Шрифт:
Интервал:
Закладка:
Здание магазина сохранилось, но обветшало, на стенах были выбоины от снарядов, витрины были заколочены фанерой и досками. Теперь была открыта только часть первого этажа, и там выдавали продукты по карточкам. У входа всегда стояли длинные понурые очереди рижан: да, они страдали от немцев, но не были рады и возвращению русских. И каждый день стоявшие в очередях видели рядом со входом худую молоденькую женщину в голубом платье. Она приносила с собой табуретку и сидела там от зари до заката.

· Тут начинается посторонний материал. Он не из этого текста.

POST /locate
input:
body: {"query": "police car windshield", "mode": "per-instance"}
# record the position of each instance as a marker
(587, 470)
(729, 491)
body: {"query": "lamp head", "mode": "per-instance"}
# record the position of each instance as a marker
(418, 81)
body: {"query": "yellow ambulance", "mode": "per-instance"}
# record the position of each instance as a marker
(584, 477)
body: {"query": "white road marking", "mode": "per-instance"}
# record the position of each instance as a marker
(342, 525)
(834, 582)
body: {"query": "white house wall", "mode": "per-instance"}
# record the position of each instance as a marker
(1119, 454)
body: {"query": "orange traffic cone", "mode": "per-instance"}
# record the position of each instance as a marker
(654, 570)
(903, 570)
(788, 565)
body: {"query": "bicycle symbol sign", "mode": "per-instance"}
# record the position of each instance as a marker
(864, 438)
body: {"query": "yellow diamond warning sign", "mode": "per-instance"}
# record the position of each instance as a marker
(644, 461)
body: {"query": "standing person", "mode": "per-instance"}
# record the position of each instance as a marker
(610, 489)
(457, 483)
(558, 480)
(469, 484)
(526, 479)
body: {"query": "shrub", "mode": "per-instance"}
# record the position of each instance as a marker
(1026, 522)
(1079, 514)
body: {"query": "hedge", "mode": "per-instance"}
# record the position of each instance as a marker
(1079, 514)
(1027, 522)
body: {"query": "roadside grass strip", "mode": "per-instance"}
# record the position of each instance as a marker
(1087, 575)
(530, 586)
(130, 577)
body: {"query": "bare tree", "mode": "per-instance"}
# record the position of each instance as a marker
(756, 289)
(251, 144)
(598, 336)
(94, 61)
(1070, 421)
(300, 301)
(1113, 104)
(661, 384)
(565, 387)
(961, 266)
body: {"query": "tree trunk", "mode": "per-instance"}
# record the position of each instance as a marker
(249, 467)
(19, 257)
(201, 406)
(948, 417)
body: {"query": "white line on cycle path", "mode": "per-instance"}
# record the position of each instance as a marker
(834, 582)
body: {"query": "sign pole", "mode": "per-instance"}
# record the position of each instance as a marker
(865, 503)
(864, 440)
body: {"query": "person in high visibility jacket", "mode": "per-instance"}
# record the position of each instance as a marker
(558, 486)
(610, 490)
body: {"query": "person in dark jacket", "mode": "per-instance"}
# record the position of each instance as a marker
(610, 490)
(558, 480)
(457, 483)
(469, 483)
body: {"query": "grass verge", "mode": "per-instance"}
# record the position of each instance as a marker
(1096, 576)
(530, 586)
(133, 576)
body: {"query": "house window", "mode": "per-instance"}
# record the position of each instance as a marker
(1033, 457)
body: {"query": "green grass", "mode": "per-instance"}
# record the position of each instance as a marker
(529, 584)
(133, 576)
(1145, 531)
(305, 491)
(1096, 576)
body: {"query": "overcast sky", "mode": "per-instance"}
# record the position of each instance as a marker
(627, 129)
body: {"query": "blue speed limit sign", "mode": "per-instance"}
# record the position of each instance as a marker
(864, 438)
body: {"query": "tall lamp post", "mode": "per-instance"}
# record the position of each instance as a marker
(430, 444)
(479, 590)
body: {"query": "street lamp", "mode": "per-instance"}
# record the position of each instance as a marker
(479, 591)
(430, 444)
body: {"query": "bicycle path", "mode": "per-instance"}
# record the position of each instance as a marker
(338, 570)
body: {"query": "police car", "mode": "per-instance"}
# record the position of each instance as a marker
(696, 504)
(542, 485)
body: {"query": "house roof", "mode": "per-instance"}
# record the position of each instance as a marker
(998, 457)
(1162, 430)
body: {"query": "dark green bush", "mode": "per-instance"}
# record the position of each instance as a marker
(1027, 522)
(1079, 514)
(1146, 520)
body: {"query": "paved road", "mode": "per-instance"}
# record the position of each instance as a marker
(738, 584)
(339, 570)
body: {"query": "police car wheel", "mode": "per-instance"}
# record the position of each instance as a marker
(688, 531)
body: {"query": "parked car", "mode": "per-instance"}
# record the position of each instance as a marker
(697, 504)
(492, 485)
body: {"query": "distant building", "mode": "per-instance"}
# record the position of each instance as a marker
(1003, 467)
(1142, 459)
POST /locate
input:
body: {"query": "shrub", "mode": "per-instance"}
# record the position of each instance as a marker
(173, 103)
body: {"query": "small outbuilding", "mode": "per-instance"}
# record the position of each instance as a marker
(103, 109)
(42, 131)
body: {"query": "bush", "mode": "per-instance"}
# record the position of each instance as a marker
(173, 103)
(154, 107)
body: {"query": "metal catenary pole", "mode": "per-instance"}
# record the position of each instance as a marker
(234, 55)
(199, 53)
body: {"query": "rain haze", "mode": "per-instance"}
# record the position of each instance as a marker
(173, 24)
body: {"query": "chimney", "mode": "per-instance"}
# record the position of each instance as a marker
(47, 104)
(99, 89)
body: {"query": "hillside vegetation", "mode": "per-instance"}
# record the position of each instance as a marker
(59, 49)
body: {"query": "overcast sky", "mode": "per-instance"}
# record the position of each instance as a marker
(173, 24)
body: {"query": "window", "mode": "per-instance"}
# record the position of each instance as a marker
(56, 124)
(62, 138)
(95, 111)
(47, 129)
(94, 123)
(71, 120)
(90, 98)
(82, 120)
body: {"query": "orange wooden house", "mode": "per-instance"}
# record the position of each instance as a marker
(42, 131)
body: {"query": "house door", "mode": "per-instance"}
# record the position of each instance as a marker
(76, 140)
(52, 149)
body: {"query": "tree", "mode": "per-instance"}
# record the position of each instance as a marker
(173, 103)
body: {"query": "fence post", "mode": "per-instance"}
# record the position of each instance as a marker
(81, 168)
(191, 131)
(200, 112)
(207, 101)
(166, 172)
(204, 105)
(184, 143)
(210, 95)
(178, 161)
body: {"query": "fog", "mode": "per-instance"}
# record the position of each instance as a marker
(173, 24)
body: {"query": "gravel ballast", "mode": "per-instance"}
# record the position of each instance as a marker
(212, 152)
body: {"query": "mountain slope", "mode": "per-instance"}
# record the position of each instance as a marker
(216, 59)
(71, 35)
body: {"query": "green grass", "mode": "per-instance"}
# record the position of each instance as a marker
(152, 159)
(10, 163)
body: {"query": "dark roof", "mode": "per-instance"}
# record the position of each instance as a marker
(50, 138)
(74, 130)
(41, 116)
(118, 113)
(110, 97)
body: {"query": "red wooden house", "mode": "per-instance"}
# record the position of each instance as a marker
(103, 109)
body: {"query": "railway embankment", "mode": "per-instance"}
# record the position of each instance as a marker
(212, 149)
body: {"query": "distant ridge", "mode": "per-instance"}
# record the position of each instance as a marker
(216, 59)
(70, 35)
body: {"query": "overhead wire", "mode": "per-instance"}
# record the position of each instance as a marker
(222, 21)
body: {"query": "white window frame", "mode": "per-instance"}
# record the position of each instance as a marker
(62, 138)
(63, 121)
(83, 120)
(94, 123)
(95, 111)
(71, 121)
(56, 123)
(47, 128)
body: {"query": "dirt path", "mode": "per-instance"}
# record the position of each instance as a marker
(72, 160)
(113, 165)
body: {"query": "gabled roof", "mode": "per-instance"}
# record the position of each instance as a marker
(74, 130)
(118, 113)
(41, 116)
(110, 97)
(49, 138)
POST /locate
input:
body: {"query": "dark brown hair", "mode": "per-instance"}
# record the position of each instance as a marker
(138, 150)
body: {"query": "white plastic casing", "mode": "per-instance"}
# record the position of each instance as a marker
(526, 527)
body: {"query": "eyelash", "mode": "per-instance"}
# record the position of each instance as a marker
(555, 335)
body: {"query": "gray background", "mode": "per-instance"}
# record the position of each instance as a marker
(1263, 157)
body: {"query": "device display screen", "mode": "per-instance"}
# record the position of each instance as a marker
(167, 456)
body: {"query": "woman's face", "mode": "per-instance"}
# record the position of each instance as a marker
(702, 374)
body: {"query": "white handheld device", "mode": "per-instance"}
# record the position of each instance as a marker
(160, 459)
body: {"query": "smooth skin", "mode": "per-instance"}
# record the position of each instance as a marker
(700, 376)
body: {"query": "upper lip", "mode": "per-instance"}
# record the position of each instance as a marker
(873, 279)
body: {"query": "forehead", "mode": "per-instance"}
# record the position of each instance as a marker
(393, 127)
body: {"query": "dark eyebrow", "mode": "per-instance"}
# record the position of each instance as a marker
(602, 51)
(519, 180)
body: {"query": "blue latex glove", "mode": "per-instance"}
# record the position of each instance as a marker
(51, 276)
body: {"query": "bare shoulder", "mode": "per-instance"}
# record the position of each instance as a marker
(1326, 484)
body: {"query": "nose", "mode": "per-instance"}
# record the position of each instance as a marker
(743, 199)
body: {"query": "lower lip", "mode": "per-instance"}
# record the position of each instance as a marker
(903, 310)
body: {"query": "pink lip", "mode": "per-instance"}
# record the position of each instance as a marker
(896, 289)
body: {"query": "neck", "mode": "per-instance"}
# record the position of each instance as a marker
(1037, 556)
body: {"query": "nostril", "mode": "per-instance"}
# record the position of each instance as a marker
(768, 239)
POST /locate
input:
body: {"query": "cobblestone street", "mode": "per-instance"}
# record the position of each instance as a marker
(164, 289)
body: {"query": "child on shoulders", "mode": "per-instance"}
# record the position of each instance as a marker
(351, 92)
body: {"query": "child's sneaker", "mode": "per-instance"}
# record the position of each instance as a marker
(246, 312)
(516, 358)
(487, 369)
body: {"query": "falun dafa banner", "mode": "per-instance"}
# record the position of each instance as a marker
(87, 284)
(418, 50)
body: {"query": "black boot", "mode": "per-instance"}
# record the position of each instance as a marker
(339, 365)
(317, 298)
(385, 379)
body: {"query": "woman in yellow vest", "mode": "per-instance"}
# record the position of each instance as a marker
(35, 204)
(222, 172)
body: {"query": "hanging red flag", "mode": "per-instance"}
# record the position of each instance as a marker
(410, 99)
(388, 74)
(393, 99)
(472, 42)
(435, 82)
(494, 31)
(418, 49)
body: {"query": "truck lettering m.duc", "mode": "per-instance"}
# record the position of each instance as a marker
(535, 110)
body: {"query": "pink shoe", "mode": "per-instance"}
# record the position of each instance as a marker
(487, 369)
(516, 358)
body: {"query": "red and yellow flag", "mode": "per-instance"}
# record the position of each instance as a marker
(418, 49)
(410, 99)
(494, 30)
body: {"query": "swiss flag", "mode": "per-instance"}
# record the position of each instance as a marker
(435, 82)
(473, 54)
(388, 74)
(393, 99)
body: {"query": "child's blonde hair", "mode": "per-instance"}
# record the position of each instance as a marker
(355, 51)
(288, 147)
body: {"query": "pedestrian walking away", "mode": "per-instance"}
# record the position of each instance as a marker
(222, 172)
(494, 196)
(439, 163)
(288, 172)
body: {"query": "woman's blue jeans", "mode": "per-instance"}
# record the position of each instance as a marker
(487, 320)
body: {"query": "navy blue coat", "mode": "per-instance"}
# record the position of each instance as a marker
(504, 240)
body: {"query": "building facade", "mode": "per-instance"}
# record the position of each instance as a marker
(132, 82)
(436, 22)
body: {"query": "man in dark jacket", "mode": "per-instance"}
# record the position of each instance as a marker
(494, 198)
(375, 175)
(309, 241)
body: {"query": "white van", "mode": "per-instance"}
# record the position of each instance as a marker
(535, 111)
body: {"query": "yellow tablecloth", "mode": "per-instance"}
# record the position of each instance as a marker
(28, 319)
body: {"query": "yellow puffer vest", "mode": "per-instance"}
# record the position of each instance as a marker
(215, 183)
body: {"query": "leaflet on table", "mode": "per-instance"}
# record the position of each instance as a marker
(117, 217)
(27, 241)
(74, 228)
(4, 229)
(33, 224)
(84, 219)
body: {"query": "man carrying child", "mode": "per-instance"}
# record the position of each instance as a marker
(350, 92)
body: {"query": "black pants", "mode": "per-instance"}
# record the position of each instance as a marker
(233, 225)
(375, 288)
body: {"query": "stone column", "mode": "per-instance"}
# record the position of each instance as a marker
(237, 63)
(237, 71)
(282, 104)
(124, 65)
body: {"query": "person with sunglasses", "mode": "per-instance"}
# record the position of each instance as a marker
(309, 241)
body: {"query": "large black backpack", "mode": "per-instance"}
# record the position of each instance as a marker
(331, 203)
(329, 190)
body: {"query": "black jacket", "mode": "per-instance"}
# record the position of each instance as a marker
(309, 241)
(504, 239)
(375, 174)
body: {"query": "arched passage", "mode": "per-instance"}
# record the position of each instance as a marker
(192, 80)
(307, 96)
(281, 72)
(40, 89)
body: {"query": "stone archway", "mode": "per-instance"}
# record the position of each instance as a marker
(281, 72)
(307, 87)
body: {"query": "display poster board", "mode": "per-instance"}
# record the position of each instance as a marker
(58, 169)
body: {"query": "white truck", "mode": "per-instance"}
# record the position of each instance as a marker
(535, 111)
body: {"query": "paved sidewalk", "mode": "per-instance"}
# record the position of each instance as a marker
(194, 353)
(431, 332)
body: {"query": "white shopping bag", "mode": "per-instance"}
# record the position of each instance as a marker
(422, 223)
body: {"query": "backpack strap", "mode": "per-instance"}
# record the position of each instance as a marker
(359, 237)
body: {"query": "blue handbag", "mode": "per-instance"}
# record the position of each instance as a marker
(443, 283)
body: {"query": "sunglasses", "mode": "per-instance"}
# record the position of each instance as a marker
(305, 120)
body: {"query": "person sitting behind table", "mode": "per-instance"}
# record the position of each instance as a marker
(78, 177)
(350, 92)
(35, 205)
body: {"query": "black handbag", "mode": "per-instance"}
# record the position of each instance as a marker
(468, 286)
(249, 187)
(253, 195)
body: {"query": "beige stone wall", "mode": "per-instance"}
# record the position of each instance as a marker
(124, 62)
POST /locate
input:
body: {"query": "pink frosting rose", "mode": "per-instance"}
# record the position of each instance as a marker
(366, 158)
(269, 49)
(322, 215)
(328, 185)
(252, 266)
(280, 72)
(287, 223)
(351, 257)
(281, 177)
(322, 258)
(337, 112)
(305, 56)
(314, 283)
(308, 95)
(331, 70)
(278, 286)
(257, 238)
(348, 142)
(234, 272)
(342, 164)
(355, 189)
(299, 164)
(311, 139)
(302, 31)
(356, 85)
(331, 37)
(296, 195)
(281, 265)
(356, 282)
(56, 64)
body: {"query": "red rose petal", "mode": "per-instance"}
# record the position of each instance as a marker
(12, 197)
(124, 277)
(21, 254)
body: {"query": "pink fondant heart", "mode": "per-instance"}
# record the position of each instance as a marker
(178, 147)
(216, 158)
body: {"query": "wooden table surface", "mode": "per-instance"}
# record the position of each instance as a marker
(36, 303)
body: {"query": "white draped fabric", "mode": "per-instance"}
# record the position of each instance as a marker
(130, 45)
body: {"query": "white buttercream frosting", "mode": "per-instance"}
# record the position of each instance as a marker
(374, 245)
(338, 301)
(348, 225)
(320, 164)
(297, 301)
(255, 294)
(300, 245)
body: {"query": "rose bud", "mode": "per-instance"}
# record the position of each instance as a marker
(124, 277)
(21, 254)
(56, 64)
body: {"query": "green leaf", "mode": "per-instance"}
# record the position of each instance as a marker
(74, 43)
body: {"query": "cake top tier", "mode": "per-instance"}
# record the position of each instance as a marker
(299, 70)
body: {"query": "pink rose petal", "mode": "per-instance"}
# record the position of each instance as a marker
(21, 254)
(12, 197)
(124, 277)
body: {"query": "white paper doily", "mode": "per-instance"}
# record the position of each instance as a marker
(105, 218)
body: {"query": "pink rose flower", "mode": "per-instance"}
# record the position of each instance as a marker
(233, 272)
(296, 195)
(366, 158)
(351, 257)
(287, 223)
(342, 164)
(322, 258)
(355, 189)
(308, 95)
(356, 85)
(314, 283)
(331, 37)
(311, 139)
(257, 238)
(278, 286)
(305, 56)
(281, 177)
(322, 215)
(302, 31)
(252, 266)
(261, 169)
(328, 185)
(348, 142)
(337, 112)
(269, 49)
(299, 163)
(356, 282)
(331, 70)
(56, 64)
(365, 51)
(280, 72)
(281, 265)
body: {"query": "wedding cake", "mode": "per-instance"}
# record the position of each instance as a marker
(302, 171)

Зика долго добирался до Риги, не знал, жив ли кто из семьи, но чувствовал, что Лена должна ждать его там. Приехав на вокзал, он решил первым делом пойти к своему магазину. Там кто-нибудь должен узнать его и рассказать о семье. Он шел вдоль длинной очереди и пристально всматривался в хмурых людей. Никого из знакомых не было. В конце очереди, у входа в магазин, сидела на табуретке какая-то молодая женщина в голубом платье. Зика никогда не видел Лену прилично одетой, он помнил ее только в серой рабочей робе. Поэтому даже не обратил внимания на женщину в голубом. И вдруг она вскочила и кинулась к нему:
— Зика!.. Зика!.. Это я, Лена, твоя Лена!..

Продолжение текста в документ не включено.